§ 42-157-4. Financing. [Effective January 1, 2020.] (a) The department is authorized to assess insurers offering qualified health plans and qualified dental plans. To support the functions of the exchange, insurers offering qualified health plans and qualified dental plans must remit an assessment to the exchange each month, in a timeframe and manner established by the exchange, equal to three and one-half percent (3.5%) of the monthly premium charged by the insurer for each policy under the plan where enrollment is through the exchange. Revenues from the assessment shall be deposited in a restricted-receipt account for the sole use of the exchange and shall be exempt from the indirect cost-recovery provisions of § 35-4-27.
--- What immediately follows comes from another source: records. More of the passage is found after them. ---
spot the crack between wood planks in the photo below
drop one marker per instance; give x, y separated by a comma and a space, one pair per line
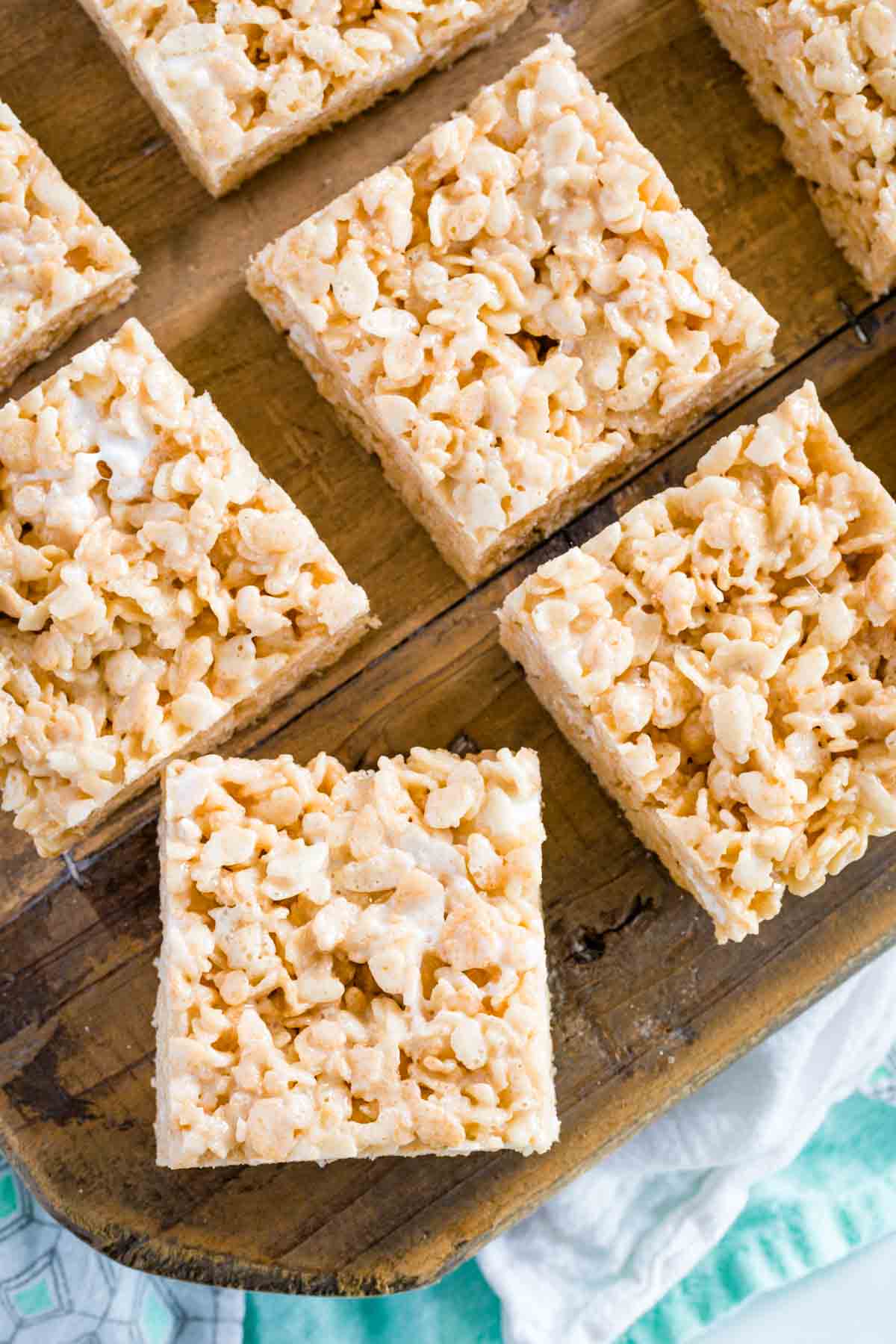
864, 326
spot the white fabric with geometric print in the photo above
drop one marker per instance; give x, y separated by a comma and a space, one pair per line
54, 1289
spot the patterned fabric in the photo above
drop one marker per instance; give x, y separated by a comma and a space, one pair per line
54, 1289
839, 1195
(b) The general assembly may appropriate general revenue to support the annual budget for the exchange in lieu of or to supplement revenues raised from the assessment under subsection (a) of this section.
(c) If the director determines that the level of resources obtained pursuant to subsection (a) will be in excess of the budget for the exchange, the department shall provide a report to the governor, the speaker of the house, and the senate president identifying the surplus and detailing how the assessment established pursuant to subsection (a) may be offset in a future year to reconcile with impacted insurers and how any future supplemental or annual budget submission to the general assembly may be revised accordingly.
History of Section. (P.L. 2015, ch. 141, art. 18, § 2; P.L. 2019, ch. 88, art. 11, § 2.)